In a few weeks some friends will be getting married at the farm so I’m trying to spiff up the place for the occasion. The old tractor that I use for mowing is being a bit temperamental so I’ve used it and the trail mower and a regular four-cycle lawn mower to get the ‘lawn’ under control.
For heaven’s sake! Not only do I have to invest a silly amount of time in cutting all this grass, but I’m using loads of fossil fuel. How resilient is that?!

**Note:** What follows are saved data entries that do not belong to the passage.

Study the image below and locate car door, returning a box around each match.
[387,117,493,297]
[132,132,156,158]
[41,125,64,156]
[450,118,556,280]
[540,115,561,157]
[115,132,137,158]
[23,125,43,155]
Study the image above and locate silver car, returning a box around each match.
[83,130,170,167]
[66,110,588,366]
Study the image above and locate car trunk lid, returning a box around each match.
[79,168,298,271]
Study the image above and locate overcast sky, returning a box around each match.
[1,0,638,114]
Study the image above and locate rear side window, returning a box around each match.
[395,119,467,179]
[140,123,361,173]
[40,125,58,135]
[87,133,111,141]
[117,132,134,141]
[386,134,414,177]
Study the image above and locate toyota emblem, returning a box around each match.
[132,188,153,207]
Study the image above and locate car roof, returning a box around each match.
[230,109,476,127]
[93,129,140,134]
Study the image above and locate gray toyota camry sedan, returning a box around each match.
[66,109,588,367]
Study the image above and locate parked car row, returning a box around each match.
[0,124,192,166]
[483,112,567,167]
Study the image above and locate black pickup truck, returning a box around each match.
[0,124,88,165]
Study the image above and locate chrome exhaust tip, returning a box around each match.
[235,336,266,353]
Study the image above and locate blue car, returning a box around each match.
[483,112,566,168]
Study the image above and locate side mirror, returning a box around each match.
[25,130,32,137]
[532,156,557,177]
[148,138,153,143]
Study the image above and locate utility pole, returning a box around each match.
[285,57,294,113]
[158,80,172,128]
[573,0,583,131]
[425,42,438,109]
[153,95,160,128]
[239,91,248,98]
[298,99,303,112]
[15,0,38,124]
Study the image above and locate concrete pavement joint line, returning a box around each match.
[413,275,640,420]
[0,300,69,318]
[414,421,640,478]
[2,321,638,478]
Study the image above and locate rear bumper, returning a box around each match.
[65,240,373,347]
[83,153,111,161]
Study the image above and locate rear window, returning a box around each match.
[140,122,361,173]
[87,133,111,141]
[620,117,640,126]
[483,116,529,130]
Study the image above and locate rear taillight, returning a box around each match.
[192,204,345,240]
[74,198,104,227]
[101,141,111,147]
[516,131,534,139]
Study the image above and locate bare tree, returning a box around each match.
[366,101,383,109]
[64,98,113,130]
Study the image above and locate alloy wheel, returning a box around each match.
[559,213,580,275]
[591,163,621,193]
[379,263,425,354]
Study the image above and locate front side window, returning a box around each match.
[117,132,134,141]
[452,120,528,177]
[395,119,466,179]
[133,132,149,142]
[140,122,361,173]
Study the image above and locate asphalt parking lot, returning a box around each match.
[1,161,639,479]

While I’m mowing, I’m pondering Ben Falk’s book, The Resilient Farm and Homestead. Falk writes about 10 years of developing a permaculture-based, low carbon, resilient farm in the hills of Vermont. In contrast to his densely productive land – developed over many years, to be sure – so much of the space in our farmyard is, at present, just a maintenance issue. Sure there are a few apple trees and a fern or two that could provide fiddleheads, but mostly it’s just, well, there – soaking up my time and energy and wasting precious ‘ancient sunlight‘.
This is a permaculture problem, isn’t it? I want to make this part of our farm not just lovely to view and pleasant to visit, but both productive and (relatively) low-maintenance. I wonder, could I establish ‘guilds’ under the apple trees so they are happier and healthier and I don’t have to mow under their low hanging branches? Are there other areas of the farmyard that could be, say, planted to herbs, berries or nut bushes or made into a useful outdoor social space? What might thrive under the black walnut trees? besides growing things, what other activities or ecosystem services could or should take place in this area?
The more I think about this the more it seems both that I need a deeper knowledge of permaculture myself and to find some knowledgeable permaculture collaborator(s). Who’s interested?